Society likes to make us believe that as soon as you graduate you need to find a job and get on your feet. For some, this may be the case and I apologize to you if that may be, because it was my case too. For those of you who have a home to go back to with a fridge filled with food, I suggest you not go down this path – at least for a year or so after college.  Also, do not go straight back to graduate school either.

If there is one thing I regret not doing right out of college it’s this: taking time for me. Allowing for a year or so to do whatever I wanted to do. Discover a hobby, go travel, do spontaneous activities, etc. Those are the moments that will come to define who we are and the memories we get to look back at. We have our entire lives to work (literally, I have 42 years until I can retire), but only a short time to live. So ask your parents for another 50 bucks, keep that crappy tip-based job, and take off whenever you want to. I say this because soon enough you are going to be in the 9AM-5PM Monday-Friday routine we are all defined by with a limit to TWO WEEKS vacation a year. TWO WEEKS. That means for 50 weeks of the year, we are working.

So, see the world, experience things, have regrets, and do silly things; I know I wish that I had done that.

Once I graduated, I went right into applying for jobs. I spruced up my resume and tried to build a professional network. While all of these things are important, I realize now that they should not have been my main focus. My main focus at that time should have been me. For almost 18 years, I was a student. Constantly being defined by the school calendar and filling my time with irrelevant tasks to obtain good grades and maintain the goal and achievement of scholarship in college.

What I didn’t realize right out of college would be that for that short period of time, I essentially didn’t have any mandated activities to tend to. Yes, I had a job as a sales associate in a local boutique, but that job barely defined who I was. The world was my playground, and I let it slip through my fingers. My only focuses for the seven months leading up to my interview were everything but for my self as an individual. These focuses didn’t help define me, or help me discover some secret passion I didn’t know I had. These focuses got me a career, yes; but they didn’t allow me to just be me for once. They forced me to be a desirable employee, a hot item on the job market. Not the jean-wearing, white t-shirt with a Nikon strapped over my shoulder kind of gal.

Something else people don’t tell you at graduation – it’s f*cking hard to get a job. I graduated undergrad a year early with a 3.95 GPA. I thought I had it all! I went on a total of FIFTEEN interviews at various companies for various positions before I landed where I am today. Not to mention I applied for a total of 37 jobs – only 15 of which I got a call for an interview. Do. Not. Get. Discouraged.

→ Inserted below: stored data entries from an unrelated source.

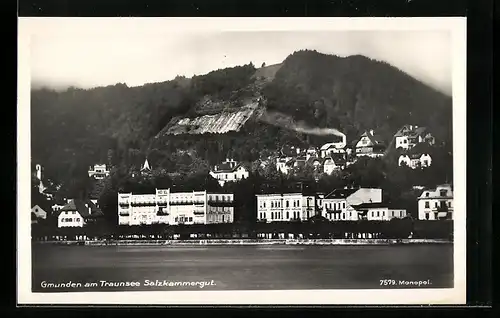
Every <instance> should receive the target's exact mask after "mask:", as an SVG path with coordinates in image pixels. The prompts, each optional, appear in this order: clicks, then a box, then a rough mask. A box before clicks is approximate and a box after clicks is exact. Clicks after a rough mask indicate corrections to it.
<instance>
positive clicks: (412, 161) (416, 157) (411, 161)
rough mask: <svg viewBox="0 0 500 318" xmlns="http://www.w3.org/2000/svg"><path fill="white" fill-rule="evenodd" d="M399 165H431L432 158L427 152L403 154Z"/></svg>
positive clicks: (399, 158) (401, 157) (412, 165)
mask: <svg viewBox="0 0 500 318" xmlns="http://www.w3.org/2000/svg"><path fill="white" fill-rule="evenodd" d="M398 162H399V166H400V167H401V166H402V165H406V166H408V167H410V168H412V169H416V168H425V167H429V166H430V165H431V163H432V158H431V156H430V155H429V154H427V153H422V154H420V153H411V154H402V155H400V156H399V160H398Z"/></svg>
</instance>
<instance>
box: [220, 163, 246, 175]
mask: <svg viewBox="0 0 500 318" xmlns="http://www.w3.org/2000/svg"><path fill="white" fill-rule="evenodd" d="M240 167H243V168H245V167H244V166H243V165H242V164H241V163H236V164H235V165H234V167H233V168H231V164H230V163H229V162H223V163H221V164H220V165H217V166H216V167H215V169H214V170H213V172H215V173H221V172H234V171H236V170H238V169H239V168H240Z"/></svg>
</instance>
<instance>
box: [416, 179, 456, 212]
mask: <svg viewBox="0 0 500 318" xmlns="http://www.w3.org/2000/svg"><path fill="white" fill-rule="evenodd" d="M418 218H419V219H420V220H439V219H452V218H453V189H452V186H451V185H449V184H443V185H440V186H438V187H436V189H430V190H424V191H423V192H422V194H421V195H420V197H418Z"/></svg>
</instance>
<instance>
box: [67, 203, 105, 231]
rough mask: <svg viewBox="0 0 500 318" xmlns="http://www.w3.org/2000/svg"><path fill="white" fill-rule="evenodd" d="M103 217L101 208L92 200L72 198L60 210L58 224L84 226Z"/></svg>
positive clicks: (79, 226)
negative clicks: (86, 224)
mask: <svg viewBox="0 0 500 318" xmlns="http://www.w3.org/2000/svg"><path fill="white" fill-rule="evenodd" d="M101 217H103V213H102V211H101V209H99V208H98V207H97V206H96V205H95V204H94V203H93V202H92V201H87V200H79V199H70V200H68V203H67V204H66V205H65V206H64V207H63V208H62V209H60V210H59V215H58V217H57V226H58V227H59V228H62V227H84V226H85V225H86V224H88V223H91V222H95V221H96V220H98V219H99V218H101Z"/></svg>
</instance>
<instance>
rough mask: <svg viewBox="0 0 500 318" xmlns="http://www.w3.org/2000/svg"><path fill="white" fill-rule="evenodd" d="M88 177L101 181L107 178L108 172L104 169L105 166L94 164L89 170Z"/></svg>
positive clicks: (108, 174)
mask: <svg viewBox="0 0 500 318" xmlns="http://www.w3.org/2000/svg"><path fill="white" fill-rule="evenodd" d="M88 174H89V177H90V178H94V179H96V180H102V179H104V178H107V177H109V170H108V169H107V168H106V165H105V164H95V165H94V166H93V167H90V168H89V171H88Z"/></svg>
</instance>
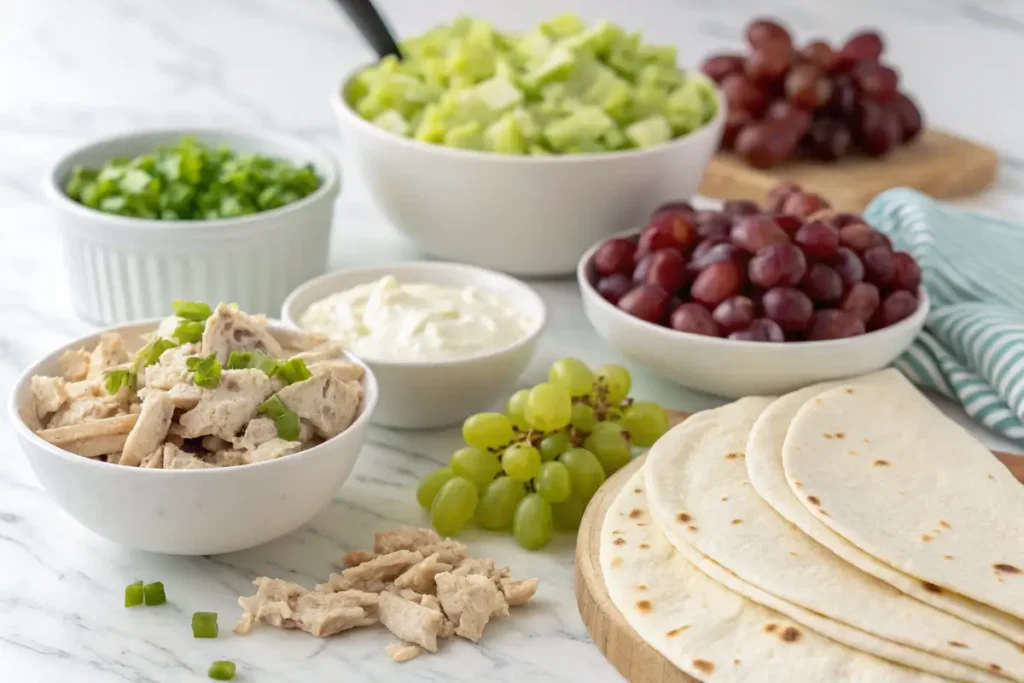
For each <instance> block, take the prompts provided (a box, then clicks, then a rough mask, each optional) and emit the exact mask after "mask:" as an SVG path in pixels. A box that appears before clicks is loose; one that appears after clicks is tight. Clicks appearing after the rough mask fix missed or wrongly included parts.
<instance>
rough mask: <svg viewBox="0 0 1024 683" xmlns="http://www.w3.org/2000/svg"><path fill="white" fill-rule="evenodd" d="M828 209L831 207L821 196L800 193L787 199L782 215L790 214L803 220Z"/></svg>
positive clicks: (782, 208)
mask: <svg viewBox="0 0 1024 683" xmlns="http://www.w3.org/2000/svg"><path fill="white" fill-rule="evenodd" d="M828 208H830V205H829V204H828V202H827V201H826V200H825V198H823V197H821V196H820V195H815V194H813V193H804V191H800V193H794V194H793V195H790V197H787V198H786V200H785V203H784V204H782V213H788V214H793V215H794V216H800V217H801V218H807V217H808V216H810V215H812V214H814V213H817V212H818V211H821V209H828Z"/></svg>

When it does become time to sit down and start applying for a career, do not let the turn-away notices dismay you. It is easy to let them, but assure yourself that you’ll land right where you’re meant to with time. 

I also learned from the whole job-seeking experience that it is not what you know, it’s who you know. You have heard this saying time and time again, but you will see in the job-seeking world, it truly comes to life. That being said, when you’re taking this year or so off, doing whatever it is you do that makes you fulfilled and happy – meet people. Talk to that guy on the train or that woman at the coffee shop. Sit next to a stranger on the park bench and spark up conversation. They may look at you weird and walk away, or they may talk back to you, perhaps allowing you to discover that they are some CEO of a start-up or large incorporation, and voila! You strike an interview just like that.

So I leave you young, strong-willed, successful college graduates with this. Do not let your job make you who you are. Make who you are influence your job. Take a day off here and there, enjoy the summers and never stop looking. Just because you land a career in one place does not give you a lifetime contractual agreement that you must stay there forever. Keep looking, keep discovering, and through that, you will find yourself. Congratulations class of 2017!